We used the procedure described above for wild type to measure the relative contact frequency between NFBSs in blmp-1 ARC-C data. To normalize overall open chromatin measurements between blmp-1 and wild-type maps, we first fitted blmp-1 ACA measures as a linear function of the respective measures in wild type, that is, log₂(blmp1_FC) = a + b * log₂(N2_FC). The residuals were then used to measure the difference in contact frequency in blmp-1 relative to wild type. Statistical significance was assessed by 10,000-time bootstrapping the distribution of residuals, and P-values were adjusted by FDR (Supplemental Table S5).

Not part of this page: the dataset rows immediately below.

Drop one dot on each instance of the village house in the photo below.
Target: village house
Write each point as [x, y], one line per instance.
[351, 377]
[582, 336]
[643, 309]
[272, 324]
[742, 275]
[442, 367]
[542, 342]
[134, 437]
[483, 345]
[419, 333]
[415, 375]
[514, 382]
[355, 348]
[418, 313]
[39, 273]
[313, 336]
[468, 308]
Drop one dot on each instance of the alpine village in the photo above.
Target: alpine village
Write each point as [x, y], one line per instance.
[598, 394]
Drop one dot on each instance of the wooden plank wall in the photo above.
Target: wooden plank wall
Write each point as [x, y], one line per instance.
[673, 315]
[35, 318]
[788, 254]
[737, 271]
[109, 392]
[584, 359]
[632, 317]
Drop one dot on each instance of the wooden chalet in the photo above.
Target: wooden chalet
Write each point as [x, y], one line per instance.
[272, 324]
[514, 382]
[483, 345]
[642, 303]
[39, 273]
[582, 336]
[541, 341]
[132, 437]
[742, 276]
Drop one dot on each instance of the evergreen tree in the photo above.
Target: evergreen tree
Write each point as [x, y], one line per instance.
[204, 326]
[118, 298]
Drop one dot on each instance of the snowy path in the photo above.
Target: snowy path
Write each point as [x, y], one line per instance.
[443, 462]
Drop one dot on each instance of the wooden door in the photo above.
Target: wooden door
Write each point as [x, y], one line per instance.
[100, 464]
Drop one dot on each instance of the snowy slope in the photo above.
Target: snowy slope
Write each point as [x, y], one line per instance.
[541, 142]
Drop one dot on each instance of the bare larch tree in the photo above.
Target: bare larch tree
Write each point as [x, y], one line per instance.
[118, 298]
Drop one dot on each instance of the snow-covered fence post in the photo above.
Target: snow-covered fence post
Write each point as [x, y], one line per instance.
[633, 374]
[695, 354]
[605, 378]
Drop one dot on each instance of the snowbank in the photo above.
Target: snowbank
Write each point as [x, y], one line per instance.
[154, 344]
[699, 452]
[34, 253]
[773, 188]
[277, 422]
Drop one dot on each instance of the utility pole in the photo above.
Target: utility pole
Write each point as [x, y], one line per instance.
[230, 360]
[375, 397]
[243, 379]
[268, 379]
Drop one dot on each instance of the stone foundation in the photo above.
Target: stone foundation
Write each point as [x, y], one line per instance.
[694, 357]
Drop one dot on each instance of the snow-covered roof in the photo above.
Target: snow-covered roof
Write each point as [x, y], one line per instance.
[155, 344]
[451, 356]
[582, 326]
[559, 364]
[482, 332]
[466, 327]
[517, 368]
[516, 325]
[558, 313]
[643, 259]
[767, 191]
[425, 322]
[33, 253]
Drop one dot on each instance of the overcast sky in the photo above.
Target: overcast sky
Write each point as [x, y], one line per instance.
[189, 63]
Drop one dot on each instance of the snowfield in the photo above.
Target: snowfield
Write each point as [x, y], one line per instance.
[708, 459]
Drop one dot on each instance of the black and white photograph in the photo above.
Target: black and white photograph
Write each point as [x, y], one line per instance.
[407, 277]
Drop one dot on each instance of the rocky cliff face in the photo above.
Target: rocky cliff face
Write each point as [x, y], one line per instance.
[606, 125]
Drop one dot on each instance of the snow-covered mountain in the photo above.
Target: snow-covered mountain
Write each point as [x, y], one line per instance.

Expression correlation between interacting promoters

For genes linked by promoter–promoter interactions, we calculated Pearson correlation coefficients of gene expression across cell types using data from Cao et al. (2017). For pairs involving bidirectional promoters, the gene pair with highest correlation was chosen. For each gene, we also calculated a coefficient of variation of gene expression (CV) across the cell types (Cao et al. 2017) as a measure of tissue-biased expression. Genes with similar expression across cell types have low gene expression CV values and those with tissue-biased expression have high CV values. In Figure 3C, we assessed expression correlation between all linked pairs of genes (n = 5124), linked genes for which both were in the bottom 30% of all CV values (n = 2224), and linked genes for which both were in the top 70% of CV values (n = 879). To assess the statistical significance of the correlations, we generated control sets by sampling the same number of random pairs using genes from the respective linked gene sets while requiring the distribution of distance between the random pairs to match that of the observed set. Difference in correlation between the observed and the random control set was tested using a t-test: all (P = 7.77 × 10⁻²⁷), bottom 30% (P = 4.38 × 10⁻⁰⁶), and top 70% (P = 5.69 × 10⁻²⁰).